Si mon mode de travail et de création s’apparente au bavardage, c’est qu’il m’est impératif d’éviter la finalité, je refuse de systématiser ou de répéter plusieurs fois la même chose. Le bavardage me permet de raconter encore et encore, toujours différemment; de tout recommencer depuis le début sans cesse et sans jamais aller au bout des choses. La personne bavarde est une personne qui révèle et qui connaît les secrets. Marginalisée, on la rabaisse parce qu’on pense qu’elle en dit trop et que c’est dangereux, qu’elle dit n’importe quoi, qu’elle va dans tous les sens. La fluidité de ses histoires résiste aux fins et à la linéarité.
Le bavardage comme « fenêtre, béance, soupape, échappatoire, exutoire » et « un moyen de découverte, de révélation de soi-même. » en plus d’être jugé « irrécupérable car il est dépourvu de finalité.» (Suzanne Lamy)

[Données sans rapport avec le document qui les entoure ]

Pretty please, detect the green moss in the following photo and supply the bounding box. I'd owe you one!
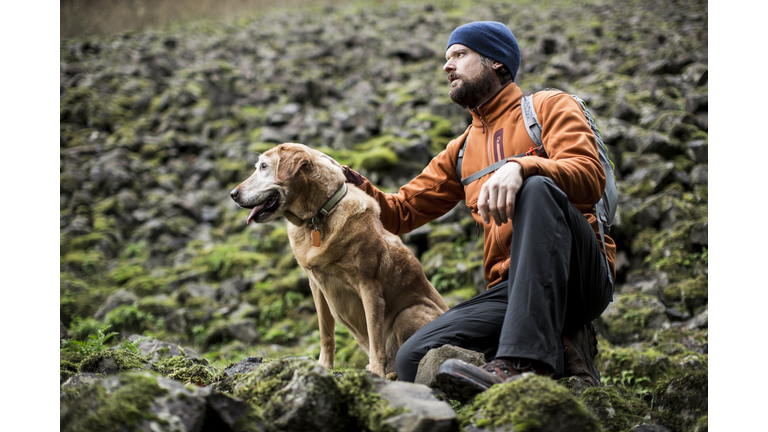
[421,239,483,293]
[645,219,709,282]
[155,356,219,385]
[60,373,168,432]
[595,340,708,393]
[652,372,709,432]
[104,304,156,333]
[338,370,407,432]
[110,264,147,284]
[59,359,77,383]
[580,386,650,432]
[600,293,667,343]
[353,147,398,171]
[459,375,601,432]
[77,350,149,374]
[192,243,269,279]
[233,357,348,431]
[664,274,708,309]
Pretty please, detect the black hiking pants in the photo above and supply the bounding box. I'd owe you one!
[397,176,612,381]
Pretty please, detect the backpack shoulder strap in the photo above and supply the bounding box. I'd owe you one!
[520,95,543,147]
[456,134,469,183]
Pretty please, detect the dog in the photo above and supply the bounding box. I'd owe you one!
[230,143,448,379]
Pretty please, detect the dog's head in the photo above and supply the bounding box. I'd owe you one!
[229,143,344,223]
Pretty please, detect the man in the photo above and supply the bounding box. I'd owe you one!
[346,21,616,400]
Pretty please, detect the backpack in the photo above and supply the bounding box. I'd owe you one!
[456,89,619,285]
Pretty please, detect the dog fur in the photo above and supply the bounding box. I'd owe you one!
[230,143,448,378]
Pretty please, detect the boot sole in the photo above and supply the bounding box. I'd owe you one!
[435,372,489,403]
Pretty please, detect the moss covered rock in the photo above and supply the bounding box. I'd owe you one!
[233,357,351,432]
[580,386,650,432]
[338,370,405,432]
[652,372,709,432]
[60,372,205,432]
[77,350,150,375]
[459,375,602,432]
[599,293,669,344]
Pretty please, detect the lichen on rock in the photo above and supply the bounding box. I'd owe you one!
[77,350,150,375]
[233,357,350,432]
[459,375,601,432]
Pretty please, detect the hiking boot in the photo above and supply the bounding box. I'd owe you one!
[435,358,551,403]
[562,323,602,387]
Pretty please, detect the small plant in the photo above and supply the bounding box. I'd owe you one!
[601,370,652,395]
[117,337,148,355]
[61,325,117,357]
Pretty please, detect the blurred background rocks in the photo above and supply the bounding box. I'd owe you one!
[59,0,708,428]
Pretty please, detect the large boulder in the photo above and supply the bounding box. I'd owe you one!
[376,381,459,432]
[460,374,601,432]
[652,372,709,432]
[93,289,138,320]
[233,357,350,432]
[413,344,486,386]
[59,372,265,432]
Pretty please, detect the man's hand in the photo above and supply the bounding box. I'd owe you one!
[477,162,523,226]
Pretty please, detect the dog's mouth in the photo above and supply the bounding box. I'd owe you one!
[245,191,280,224]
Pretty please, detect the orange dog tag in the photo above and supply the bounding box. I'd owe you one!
[312,229,320,247]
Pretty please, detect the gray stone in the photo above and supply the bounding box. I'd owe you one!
[163,308,188,333]
[179,283,216,303]
[689,221,709,246]
[629,423,669,432]
[123,334,202,363]
[691,165,709,186]
[59,321,69,339]
[683,63,708,86]
[377,382,459,432]
[60,372,210,432]
[93,289,138,320]
[687,308,709,330]
[224,356,261,377]
[227,319,259,344]
[61,372,104,388]
[685,140,709,163]
[413,345,486,385]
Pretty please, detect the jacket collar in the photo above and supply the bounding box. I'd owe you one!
[469,81,523,133]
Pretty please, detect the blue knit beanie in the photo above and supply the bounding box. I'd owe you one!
[445,21,520,80]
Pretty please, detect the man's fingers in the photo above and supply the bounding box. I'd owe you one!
[496,188,510,226]
[488,186,499,222]
[477,183,488,223]
[506,192,515,224]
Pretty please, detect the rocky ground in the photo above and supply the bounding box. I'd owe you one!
[60,0,708,431]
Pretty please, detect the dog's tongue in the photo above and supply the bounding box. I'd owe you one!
[250,204,264,225]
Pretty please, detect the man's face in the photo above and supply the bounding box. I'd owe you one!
[443,44,498,108]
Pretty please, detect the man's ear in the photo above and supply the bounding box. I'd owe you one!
[275,145,312,182]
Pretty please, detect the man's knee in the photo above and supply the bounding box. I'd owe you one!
[395,337,421,382]
[516,176,567,212]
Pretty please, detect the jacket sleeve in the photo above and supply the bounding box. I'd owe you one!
[514,92,605,206]
[346,139,464,235]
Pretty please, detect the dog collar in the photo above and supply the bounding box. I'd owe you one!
[310,182,347,247]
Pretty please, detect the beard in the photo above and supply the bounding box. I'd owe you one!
[448,67,495,108]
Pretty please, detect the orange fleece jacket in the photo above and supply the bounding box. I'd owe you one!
[359,82,616,287]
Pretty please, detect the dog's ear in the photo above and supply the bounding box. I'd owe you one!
[275,145,313,182]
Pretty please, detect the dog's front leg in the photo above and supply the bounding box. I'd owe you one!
[309,277,336,369]
[358,282,387,377]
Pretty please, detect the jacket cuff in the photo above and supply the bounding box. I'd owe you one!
[342,165,365,187]
[507,158,527,180]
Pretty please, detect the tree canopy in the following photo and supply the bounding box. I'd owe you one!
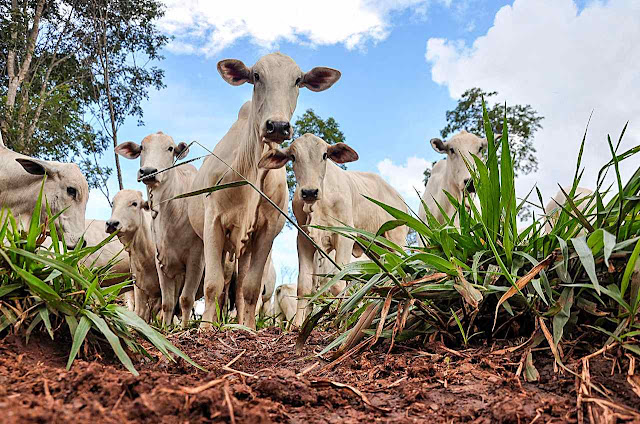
[0,0,168,195]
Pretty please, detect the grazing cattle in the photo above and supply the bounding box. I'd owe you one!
[105,190,162,322]
[544,187,595,234]
[116,131,204,327]
[0,137,89,248]
[260,134,407,326]
[82,219,130,286]
[189,53,340,328]
[273,284,298,322]
[418,130,487,230]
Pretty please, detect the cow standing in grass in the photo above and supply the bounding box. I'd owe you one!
[189,53,340,328]
[116,132,204,327]
[0,132,89,248]
[260,134,407,326]
[105,190,162,322]
[418,130,487,234]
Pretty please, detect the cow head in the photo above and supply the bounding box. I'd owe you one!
[258,134,358,203]
[431,130,487,193]
[105,190,149,236]
[16,157,89,248]
[115,131,189,187]
[218,53,340,143]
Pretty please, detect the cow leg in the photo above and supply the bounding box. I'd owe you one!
[180,240,204,328]
[133,286,150,322]
[293,234,316,327]
[124,290,136,311]
[156,261,178,327]
[330,235,354,296]
[238,234,275,330]
[202,220,224,328]
[236,251,251,325]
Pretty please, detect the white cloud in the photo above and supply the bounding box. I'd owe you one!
[160,0,451,56]
[378,156,431,212]
[271,226,298,285]
[426,0,640,208]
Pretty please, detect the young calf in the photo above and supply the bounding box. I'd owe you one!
[115,132,204,327]
[259,134,407,326]
[105,190,161,322]
[418,130,487,230]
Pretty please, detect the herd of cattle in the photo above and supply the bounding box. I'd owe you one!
[0,53,589,328]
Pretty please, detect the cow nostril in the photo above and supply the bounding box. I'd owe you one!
[106,221,120,234]
[302,188,320,200]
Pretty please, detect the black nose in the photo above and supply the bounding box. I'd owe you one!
[464,178,476,193]
[267,119,291,139]
[302,188,320,200]
[138,166,158,182]
[105,220,120,234]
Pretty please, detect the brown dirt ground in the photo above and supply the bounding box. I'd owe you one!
[0,328,640,424]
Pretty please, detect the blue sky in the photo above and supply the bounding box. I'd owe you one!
[87,0,640,284]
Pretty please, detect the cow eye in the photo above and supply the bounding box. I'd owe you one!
[67,187,78,200]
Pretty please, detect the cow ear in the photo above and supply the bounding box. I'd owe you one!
[16,158,56,175]
[218,59,253,85]
[327,143,358,163]
[173,141,189,159]
[258,149,291,169]
[431,138,447,155]
[115,141,142,159]
[300,67,342,91]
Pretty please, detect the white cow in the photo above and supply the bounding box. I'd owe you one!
[544,187,595,234]
[189,53,340,328]
[418,130,487,230]
[260,134,407,326]
[105,190,162,322]
[116,131,204,327]
[274,284,298,322]
[0,139,89,248]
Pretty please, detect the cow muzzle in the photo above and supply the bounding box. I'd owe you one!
[263,119,291,143]
[300,188,320,202]
[138,166,158,184]
[464,178,476,193]
[104,220,120,234]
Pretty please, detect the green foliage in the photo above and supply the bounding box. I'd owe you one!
[0,181,200,375]
[301,107,640,362]
[0,0,168,188]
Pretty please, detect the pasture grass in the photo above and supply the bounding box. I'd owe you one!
[298,102,640,378]
[0,181,200,375]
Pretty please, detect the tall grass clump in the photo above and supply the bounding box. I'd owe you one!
[299,106,640,375]
[0,182,198,375]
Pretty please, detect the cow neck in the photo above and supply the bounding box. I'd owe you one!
[231,111,264,184]
[147,167,184,219]
[120,217,154,263]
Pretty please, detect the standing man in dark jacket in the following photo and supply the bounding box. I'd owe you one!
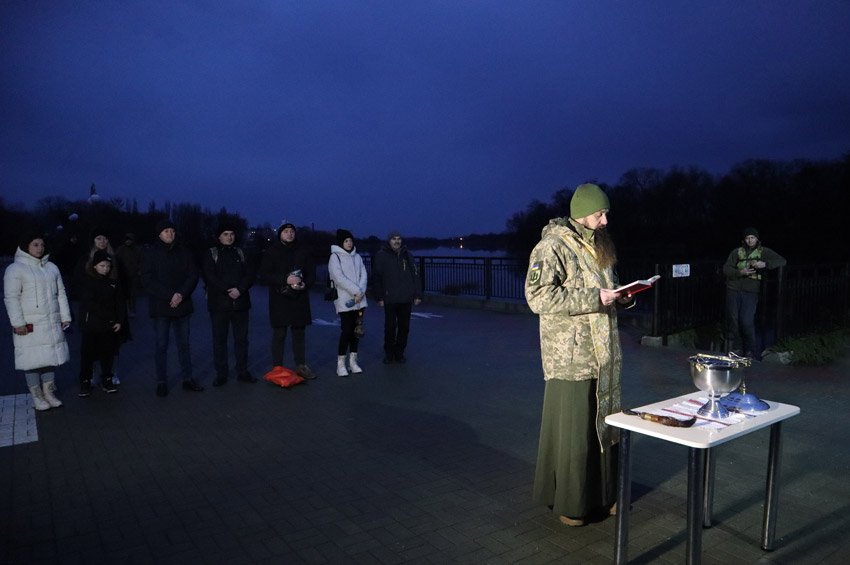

Mes expérimentations autour de l’indicible, notamment de ce dont on ne devrait pas parler dans l’espace social, font acte de résistance au langage normalisé en provoquant la multiplicité des identités et en faisant ressortir le pluriel, l’éclatement de la temporalité, la fragmentation de la mémoire personnelle et collective, et la variété dans la narration.
Bricoler et bavarder, c’est faire avec les restes. Après la perte, la destruction, le trauma, que reste-t-il et qu’en faisons-nous ? Pour reconstruire la mémoire, les histoires et en faire du sens, la bavarde fait des essais. Comme la bricoleuse, elle prend ces restes, les transforme, les découpe et les recolle, les tisse ou les tricote pour changer la trame, la forme, jusqu’à ce que ces restes deviennent siens. Ce qui nous reste, les résidus d’après ce qui s’est passé, racontent aussi nos histoires. Comme le non-dit, ce résidu muet.